= Buckeye Bahamas Hub =

Oil terminal in The Bahamas

The Buckeye Bahamas Hub terminal (BBH) is an oil and petroleum products marine terminal located just west of Freeport, The Bahamas, and is owned by Buckeye Partners. Also known as the Borco terminal, the terminal became operational in 1965, and was originally founded and named after the Bahamas Oil Refining Company International (BORCO). Today, BBH holds 80 tanks with a total capacity of 26,173,000 bbl, making BBH the world's fourth largest marine terminal, and the largest storage terminal facility in the western hemisphere.

Buckeye Bahamas Hub is capable of storing, heating, transshipping, and bunkering fuel oil, crude oil, and various petroleum products. The terminal is strategically located along the Northwest Providence Channel, near the southern tip of Grand Bahama Island, making it an ideal site for transshipping, and terminal operations. It serves trade routes between the Persian Gulf, Northwest Europe, West Africa, and the U.S. Gulf and East coasts, as well as North America's trade with Europe, Latin America, and the Pacific. Furthermore, BBH features a vast oil storage area with around 80 tanks and is equipped with three offshore jetties and an inland dock. These facilities include a total of 8 berths, specifically designed to accommodate the largest ocean-going vessels, including very large and ultra-large crude carriers.
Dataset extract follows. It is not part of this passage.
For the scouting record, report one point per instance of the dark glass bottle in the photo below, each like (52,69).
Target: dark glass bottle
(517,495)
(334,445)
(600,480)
In 1990, Chevron sold the terminal to Petroleos de Venezuela, S.A. Then, in 2008, BORCO was acquired by First Reserve Corporation, which took an 80% stake, and Vopak, which acquired the remaining 20%, in a $571 million deal. In late December 2010, Buckeye Partners purchased an 80% stake in Bahamas Oil Refining Company International (BORCO) from First Reserve Corporation affiliates for $1.36 billion, and purchased the remaining 20% from Vopak in January 2011. This sale netted Vopak $150 million in after-tax profit. Buckeye Partners would rename the BORCO Terminal Buckeye Bahamas Hub.

Buckeye Bahamas Hub is vulnerable to hurricanes - BBH was forced to termperaroly shut down due to Hurricane Irma in 2017, and again in 2019 due to Hurricane Dorian.